2. Increasing the fine will take forever to implement: Evil Mega Corp. Inc. has a cadre of lawyers and lobbyists to make this so.
3. Corporations - while enjoying many of the perks of being human - are not, in fact human. It has no soul, no empathy no "feelings" at all. What they do have are software, accountants, and driven-to-succeed(-at-any-cost) types all over the upper middle and senior ranks.

These lead to (pick one)
4a. The fine gets folded into the cost of doing business at location X by automation. Since the cost to operate just went up the price to sell adjusts up as well.
4b. Busted here? Well, shoot, how about that market over yonder? Wonder how long we'll have to wait (answer for the US: about a decade for a two-term administration, 5 years for a one-shot) before we can game this market again?

Comment Re:They Suck (Score 5, Informative) 949

Under the law, I've granted the public the right to use that program without paying me any money, but only under the terms I, as the copyright holder, have allowed. If you violate the license, you've stolen from me.
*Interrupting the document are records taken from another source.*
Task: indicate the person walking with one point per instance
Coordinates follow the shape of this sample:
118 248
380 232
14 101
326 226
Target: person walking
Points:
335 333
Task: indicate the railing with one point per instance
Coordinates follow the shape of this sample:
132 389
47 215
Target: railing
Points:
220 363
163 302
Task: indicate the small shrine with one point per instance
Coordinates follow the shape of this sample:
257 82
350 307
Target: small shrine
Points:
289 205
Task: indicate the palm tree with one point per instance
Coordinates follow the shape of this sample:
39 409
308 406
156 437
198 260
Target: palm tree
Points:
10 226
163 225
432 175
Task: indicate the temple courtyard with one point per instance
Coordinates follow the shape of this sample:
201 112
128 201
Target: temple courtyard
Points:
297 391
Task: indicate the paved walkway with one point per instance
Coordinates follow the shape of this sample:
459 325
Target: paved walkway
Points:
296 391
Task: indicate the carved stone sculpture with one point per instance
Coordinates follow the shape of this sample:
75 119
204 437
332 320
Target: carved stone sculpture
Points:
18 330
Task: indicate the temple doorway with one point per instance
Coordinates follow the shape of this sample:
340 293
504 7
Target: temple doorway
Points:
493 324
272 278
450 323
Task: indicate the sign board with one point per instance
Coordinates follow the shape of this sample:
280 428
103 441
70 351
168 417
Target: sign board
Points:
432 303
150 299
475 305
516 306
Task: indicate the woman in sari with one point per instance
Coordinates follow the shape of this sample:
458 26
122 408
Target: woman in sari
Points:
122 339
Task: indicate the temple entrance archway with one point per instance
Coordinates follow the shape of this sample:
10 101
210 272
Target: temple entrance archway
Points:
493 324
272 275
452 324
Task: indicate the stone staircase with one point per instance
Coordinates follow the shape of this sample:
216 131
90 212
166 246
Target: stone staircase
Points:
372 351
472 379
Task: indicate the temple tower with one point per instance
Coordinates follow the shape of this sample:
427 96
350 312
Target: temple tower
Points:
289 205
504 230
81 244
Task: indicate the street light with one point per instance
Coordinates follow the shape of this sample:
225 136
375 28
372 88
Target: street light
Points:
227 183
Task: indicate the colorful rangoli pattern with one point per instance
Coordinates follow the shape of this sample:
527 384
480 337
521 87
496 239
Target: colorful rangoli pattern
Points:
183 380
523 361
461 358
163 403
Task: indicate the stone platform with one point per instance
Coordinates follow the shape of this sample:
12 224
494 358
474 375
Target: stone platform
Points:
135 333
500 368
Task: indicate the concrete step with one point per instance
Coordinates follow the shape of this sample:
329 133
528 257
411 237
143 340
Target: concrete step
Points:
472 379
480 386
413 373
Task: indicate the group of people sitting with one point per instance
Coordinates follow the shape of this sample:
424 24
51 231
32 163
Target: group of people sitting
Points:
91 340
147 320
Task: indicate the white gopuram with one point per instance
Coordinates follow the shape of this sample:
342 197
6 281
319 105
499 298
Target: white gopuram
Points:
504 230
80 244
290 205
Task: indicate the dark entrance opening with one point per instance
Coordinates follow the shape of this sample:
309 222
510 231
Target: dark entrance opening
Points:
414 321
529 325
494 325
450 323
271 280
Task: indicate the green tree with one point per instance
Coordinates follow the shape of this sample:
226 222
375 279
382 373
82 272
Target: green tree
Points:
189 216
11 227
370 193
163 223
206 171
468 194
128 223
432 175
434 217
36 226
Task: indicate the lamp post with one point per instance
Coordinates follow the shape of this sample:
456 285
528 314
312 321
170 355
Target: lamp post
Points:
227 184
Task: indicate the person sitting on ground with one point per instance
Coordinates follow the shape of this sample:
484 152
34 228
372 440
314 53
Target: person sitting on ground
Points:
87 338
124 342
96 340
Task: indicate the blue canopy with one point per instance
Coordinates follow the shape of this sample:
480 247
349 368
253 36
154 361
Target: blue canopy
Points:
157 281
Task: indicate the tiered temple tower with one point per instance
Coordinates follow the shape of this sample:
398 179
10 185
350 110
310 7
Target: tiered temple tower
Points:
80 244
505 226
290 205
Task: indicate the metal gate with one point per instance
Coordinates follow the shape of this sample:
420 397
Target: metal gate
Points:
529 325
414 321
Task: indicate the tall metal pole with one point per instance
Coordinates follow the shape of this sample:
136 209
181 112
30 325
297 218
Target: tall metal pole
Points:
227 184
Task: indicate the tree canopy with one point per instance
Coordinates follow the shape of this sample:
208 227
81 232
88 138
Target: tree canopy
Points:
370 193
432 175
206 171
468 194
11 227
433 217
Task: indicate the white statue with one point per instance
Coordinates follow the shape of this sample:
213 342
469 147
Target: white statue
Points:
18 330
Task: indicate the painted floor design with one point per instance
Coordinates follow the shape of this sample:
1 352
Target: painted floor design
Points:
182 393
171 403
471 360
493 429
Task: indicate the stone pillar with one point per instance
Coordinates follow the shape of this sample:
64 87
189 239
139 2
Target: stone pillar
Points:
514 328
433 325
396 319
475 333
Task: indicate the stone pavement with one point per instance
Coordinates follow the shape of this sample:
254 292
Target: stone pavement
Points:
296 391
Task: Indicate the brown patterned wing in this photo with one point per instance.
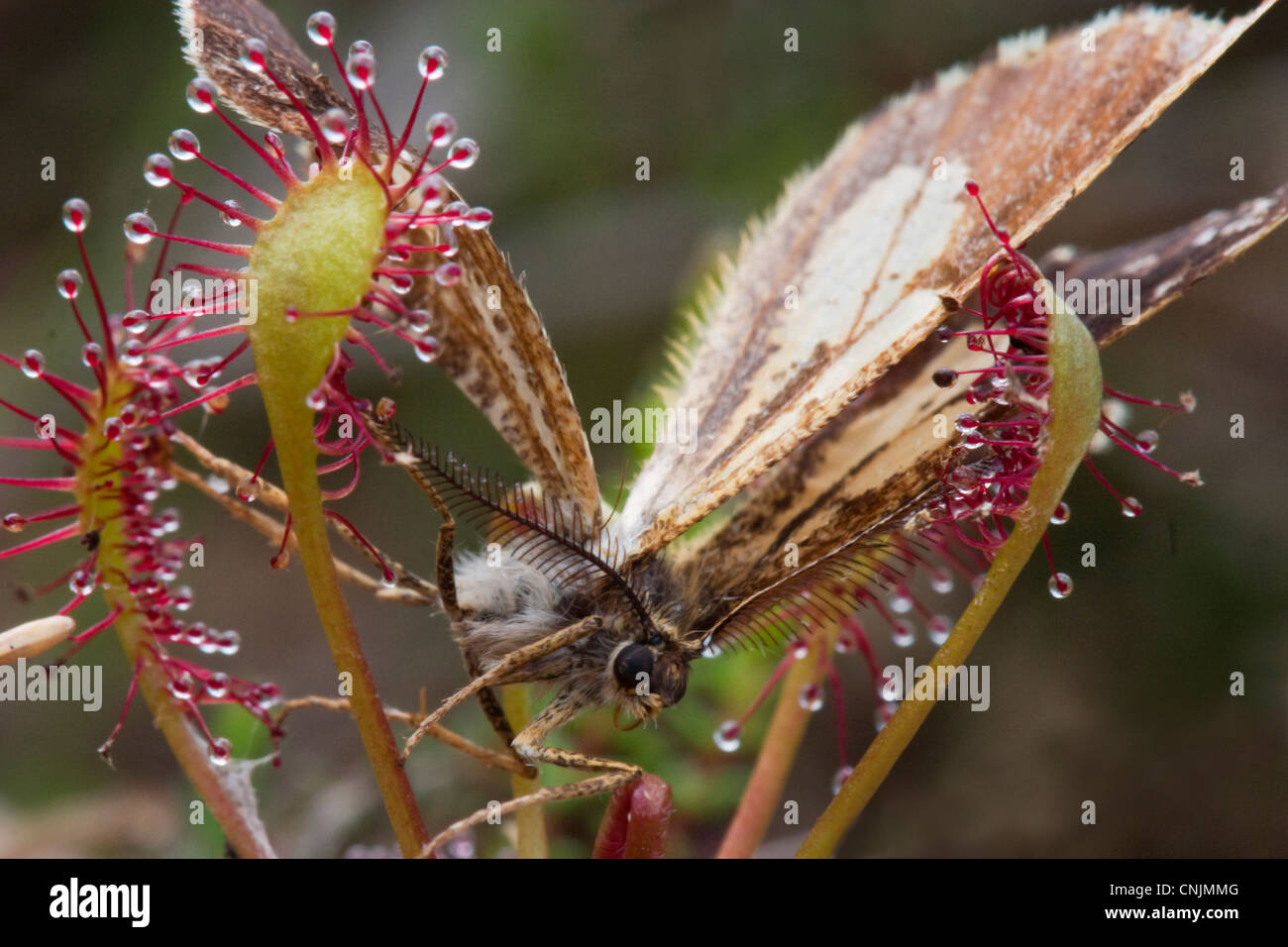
(877, 462)
(500, 357)
(866, 244)
(214, 33)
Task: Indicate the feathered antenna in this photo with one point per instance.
(823, 591)
(532, 528)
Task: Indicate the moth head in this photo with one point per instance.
(649, 676)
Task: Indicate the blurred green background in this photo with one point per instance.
(1119, 694)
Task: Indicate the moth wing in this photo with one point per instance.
(214, 33)
(877, 464)
(493, 344)
(866, 244)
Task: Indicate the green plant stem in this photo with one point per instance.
(316, 256)
(1076, 393)
(531, 821)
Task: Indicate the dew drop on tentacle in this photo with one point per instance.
(217, 684)
(433, 62)
(33, 364)
(82, 582)
(321, 29)
(140, 228)
(68, 283)
(181, 688)
(220, 751)
(439, 129)
(76, 215)
(159, 170)
(228, 218)
(1060, 585)
(184, 145)
(810, 697)
(201, 95)
(728, 736)
(361, 65)
(464, 153)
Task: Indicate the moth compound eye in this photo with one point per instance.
(631, 661)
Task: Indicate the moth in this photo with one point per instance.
(814, 421)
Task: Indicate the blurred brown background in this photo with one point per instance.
(1120, 694)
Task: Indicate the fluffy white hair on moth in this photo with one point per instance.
(509, 604)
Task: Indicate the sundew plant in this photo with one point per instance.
(686, 562)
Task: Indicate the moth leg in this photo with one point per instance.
(494, 715)
(549, 793)
(505, 668)
(529, 746)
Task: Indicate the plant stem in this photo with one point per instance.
(369, 714)
(1076, 392)
(243, 828)
(516, 703)
(777, 755)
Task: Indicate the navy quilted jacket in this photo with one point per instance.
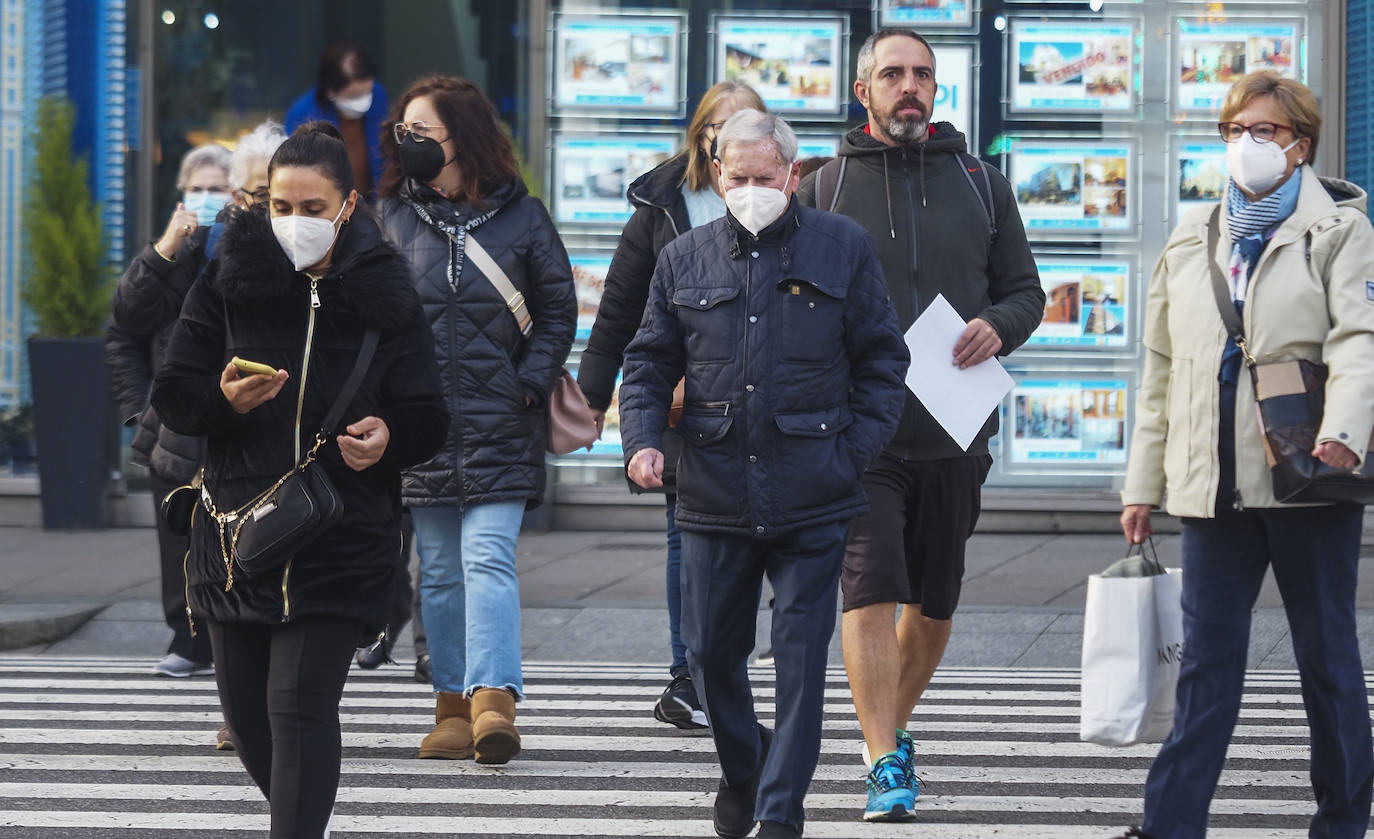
(794, 368)
(495, 446)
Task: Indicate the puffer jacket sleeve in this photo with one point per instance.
(1145, 475)
(131, 370)
(621, 308)
(654, 361)
(186, 392)
(1349, 343)
(1013, 278)
(150, 293)
(878, 360)
(415, 412)
(553, 308)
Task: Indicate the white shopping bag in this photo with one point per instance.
(1132, 639)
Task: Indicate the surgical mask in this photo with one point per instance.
(1256, 166)
(756, 208)
(206, 205)
(422, 159)
(355, 107)
(304, 239)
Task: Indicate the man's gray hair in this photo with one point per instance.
(748, 127)
(863, 70)
(210, 154)
(253, 151)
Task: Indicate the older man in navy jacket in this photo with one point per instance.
(793, 357)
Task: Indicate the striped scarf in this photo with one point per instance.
(451, 224)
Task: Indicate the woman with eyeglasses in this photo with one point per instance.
(146, 305)
(451, 187)
(669, 199)
(1296, 253)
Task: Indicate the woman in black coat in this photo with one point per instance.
(449, 183)
(669, 199)
(297, 293)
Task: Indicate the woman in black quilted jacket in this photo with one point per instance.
(451, 179)
(297, 293)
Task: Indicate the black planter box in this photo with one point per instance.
(72, 414)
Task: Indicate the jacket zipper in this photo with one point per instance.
(300, 409)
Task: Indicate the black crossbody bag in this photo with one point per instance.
(302, 504)
(1290, 397)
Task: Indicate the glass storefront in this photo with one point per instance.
(1101, 113)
Nice sleight of hand there. And I'm burning mod points here, so be nice and pay attention, please.

Should you so choose you can - under the law - commence charges, in civil court against the violator. You will have to show the court your standing (your privilege to instantiate proceedings) AND what unlawful or tortuous act was committed, and be specific about it.

Your attorney will tell you, the judge will tell you - and yes I'll point it out as well: Your feelings of being "stolen from" don't matter. What matters is the Law - which says you have a violation of Contract predicated upon Copyright Law, not an act of Larceny.

Your GPL example is also not Larceny.

In other words, guess what: No matter how big a bitch-fit tantrum you throw, no matter how much you wish it to be true, what you believe simply is not true - under the law.